Mother Teresa

LORETO

The Sisters known as the Loreto Sisters belong to the Institute of the Blessed Virgin Mary founded in 1609 by a twenty-four-year-old woman, Mary Ward. Mary Ward and her first companions established their first school at St Omer (now in France) in a house, which is still there, although it is now a private residence.

Today the congregation is engaged in a wide variety of new ministries: literacy programmes, spiritual direction, counseling, managing shelters for homeless women as well as several aspects of the movement for greater justice and peace in the world. They are active in every continent. The Loreto Sisters operate some 150 schools worldwide, educating over 70,000 students.

At the age of eighteen, moved by a desire to become a missionary, Gonxha left her home and her home town Skopje to join the Sisters of Loreto, in Dublin, Ireland. There she chose the name Teresa after her patron St. Thérèse of Lisieux.
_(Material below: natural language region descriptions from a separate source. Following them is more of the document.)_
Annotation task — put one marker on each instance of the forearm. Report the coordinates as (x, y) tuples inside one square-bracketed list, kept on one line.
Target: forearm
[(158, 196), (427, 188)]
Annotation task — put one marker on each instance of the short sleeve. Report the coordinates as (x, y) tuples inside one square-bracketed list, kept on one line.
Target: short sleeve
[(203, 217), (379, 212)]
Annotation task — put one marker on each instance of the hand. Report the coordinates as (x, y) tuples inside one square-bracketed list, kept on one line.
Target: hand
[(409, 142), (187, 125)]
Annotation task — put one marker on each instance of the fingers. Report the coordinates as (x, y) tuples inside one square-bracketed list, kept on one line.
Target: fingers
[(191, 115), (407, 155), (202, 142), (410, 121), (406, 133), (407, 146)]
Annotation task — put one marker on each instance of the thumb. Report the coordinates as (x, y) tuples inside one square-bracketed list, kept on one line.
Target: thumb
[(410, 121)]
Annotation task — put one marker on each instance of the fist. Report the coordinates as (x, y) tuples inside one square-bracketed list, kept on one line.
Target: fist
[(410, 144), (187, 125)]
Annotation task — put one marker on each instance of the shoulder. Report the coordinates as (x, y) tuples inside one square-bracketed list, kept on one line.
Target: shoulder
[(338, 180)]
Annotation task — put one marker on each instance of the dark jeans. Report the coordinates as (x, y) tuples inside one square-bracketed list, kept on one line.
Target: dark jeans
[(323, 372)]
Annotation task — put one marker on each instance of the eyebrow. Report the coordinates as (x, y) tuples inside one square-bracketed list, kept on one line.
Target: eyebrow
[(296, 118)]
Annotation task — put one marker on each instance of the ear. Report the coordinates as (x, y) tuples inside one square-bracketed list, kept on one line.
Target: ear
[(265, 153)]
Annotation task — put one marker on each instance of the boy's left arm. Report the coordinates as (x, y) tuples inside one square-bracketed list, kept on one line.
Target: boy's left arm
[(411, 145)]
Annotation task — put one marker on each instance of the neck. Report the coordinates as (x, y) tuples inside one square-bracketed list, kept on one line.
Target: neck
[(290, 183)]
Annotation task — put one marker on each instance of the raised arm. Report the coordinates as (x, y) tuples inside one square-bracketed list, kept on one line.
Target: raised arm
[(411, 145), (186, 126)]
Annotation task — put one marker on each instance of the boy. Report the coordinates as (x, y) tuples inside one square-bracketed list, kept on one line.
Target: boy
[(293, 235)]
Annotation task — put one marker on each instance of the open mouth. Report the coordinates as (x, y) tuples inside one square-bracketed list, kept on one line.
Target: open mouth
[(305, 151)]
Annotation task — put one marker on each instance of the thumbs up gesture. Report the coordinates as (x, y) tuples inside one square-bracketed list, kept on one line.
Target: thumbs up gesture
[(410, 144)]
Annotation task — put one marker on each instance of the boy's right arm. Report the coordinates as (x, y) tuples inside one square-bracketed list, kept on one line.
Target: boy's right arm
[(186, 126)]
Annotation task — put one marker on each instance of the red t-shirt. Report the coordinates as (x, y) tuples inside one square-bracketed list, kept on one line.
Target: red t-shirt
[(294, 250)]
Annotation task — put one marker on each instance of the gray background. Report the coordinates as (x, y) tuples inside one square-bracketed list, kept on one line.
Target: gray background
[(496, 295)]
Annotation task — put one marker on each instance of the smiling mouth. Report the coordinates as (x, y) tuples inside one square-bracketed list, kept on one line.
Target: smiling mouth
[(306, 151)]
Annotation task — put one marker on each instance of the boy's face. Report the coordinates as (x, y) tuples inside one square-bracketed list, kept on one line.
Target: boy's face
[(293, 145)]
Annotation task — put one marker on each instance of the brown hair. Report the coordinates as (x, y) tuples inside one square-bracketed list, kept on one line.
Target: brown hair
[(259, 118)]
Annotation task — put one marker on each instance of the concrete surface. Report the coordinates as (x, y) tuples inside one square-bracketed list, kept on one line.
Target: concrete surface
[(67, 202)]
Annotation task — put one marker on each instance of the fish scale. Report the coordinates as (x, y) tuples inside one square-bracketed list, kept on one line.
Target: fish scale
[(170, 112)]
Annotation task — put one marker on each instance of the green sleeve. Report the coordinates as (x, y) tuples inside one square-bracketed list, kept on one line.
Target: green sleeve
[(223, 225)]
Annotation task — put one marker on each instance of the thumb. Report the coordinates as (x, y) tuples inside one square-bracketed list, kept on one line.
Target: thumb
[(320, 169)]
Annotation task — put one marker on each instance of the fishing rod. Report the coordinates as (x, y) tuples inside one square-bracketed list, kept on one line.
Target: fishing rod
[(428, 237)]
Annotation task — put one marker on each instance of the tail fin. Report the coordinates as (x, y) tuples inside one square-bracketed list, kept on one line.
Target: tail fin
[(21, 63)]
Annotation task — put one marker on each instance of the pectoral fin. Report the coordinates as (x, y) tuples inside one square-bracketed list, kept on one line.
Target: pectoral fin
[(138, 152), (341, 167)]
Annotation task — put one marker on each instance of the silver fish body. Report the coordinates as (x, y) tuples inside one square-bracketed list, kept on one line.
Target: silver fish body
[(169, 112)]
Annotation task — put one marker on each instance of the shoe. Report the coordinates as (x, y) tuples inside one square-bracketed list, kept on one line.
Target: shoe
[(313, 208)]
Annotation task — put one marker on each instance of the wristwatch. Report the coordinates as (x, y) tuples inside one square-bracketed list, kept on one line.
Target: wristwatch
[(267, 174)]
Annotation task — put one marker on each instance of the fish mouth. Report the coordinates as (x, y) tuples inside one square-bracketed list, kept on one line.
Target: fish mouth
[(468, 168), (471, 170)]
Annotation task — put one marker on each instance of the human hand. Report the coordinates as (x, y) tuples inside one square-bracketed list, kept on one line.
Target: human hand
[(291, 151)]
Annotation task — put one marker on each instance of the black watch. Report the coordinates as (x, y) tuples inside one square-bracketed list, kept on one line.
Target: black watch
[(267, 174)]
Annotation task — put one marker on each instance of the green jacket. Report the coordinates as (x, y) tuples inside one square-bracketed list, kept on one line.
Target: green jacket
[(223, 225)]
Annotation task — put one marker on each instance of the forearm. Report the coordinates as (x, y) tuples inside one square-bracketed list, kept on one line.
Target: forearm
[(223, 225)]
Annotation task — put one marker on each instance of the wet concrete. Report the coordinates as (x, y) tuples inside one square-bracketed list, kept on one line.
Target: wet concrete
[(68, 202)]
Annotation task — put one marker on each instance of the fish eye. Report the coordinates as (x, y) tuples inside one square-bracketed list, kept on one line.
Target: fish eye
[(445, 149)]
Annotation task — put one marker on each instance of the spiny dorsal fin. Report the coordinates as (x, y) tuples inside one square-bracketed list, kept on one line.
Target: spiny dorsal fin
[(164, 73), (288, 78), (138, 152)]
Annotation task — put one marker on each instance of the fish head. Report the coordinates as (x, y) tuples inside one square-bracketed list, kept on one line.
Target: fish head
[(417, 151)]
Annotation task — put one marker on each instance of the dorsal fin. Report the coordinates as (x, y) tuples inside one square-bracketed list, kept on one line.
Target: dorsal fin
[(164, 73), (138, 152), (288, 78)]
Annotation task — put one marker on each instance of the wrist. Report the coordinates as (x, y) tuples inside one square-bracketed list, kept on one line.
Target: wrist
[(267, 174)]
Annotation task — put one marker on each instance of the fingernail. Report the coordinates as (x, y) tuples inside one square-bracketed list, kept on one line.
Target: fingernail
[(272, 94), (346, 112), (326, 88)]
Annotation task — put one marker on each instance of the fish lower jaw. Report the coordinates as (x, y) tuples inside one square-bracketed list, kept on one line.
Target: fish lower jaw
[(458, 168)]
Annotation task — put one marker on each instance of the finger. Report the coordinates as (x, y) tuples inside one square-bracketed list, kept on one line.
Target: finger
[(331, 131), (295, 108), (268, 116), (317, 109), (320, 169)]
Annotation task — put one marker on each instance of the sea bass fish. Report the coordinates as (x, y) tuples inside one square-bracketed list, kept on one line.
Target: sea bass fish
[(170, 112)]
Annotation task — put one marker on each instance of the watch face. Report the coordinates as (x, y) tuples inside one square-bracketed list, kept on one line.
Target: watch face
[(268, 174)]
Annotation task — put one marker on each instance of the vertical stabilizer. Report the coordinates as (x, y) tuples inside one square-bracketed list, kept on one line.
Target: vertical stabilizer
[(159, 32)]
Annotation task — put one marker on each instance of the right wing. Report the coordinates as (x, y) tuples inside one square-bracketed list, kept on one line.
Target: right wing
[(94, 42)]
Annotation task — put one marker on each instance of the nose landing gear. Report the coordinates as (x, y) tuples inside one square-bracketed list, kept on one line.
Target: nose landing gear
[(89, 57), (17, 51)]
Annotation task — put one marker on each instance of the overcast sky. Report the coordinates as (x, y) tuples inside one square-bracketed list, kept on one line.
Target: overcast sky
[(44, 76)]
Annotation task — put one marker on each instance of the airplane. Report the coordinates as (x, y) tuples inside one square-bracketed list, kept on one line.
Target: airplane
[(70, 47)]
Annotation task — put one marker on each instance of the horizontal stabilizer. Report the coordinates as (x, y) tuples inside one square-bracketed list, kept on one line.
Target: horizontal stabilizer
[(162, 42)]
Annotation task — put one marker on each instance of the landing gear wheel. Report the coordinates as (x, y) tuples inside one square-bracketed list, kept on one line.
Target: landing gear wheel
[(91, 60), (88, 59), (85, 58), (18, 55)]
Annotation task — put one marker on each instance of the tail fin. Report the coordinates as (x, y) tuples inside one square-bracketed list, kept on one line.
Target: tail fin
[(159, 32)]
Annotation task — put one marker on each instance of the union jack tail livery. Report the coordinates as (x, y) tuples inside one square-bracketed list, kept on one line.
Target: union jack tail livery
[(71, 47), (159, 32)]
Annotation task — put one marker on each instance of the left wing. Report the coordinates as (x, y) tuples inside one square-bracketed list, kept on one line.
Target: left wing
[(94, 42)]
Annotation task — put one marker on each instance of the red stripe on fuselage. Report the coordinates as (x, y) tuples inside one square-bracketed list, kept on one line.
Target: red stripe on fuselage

She learned English there, because English was the language the Sisters of Loreto used to teach schoolchildren in India. Although her stay in Dublin was short, the sisters remember her as “very small, shy and quiet.”

On 1st of December 1928 she leaves for India by ship. During her traveling she wrote the song “Farewell” (originally written on Croatian – “Oproshtaj”) in which she expresses her thoughts and feelings about her home town and family and about the distant and unknown India. She arrives in Calcutta, India on 6th of January 1929.

On 25th of May 1931 she gives her first vows as Sister Teresa in Darjeeling and teaches geography and catechism in St. Mary’s School in Calcutta.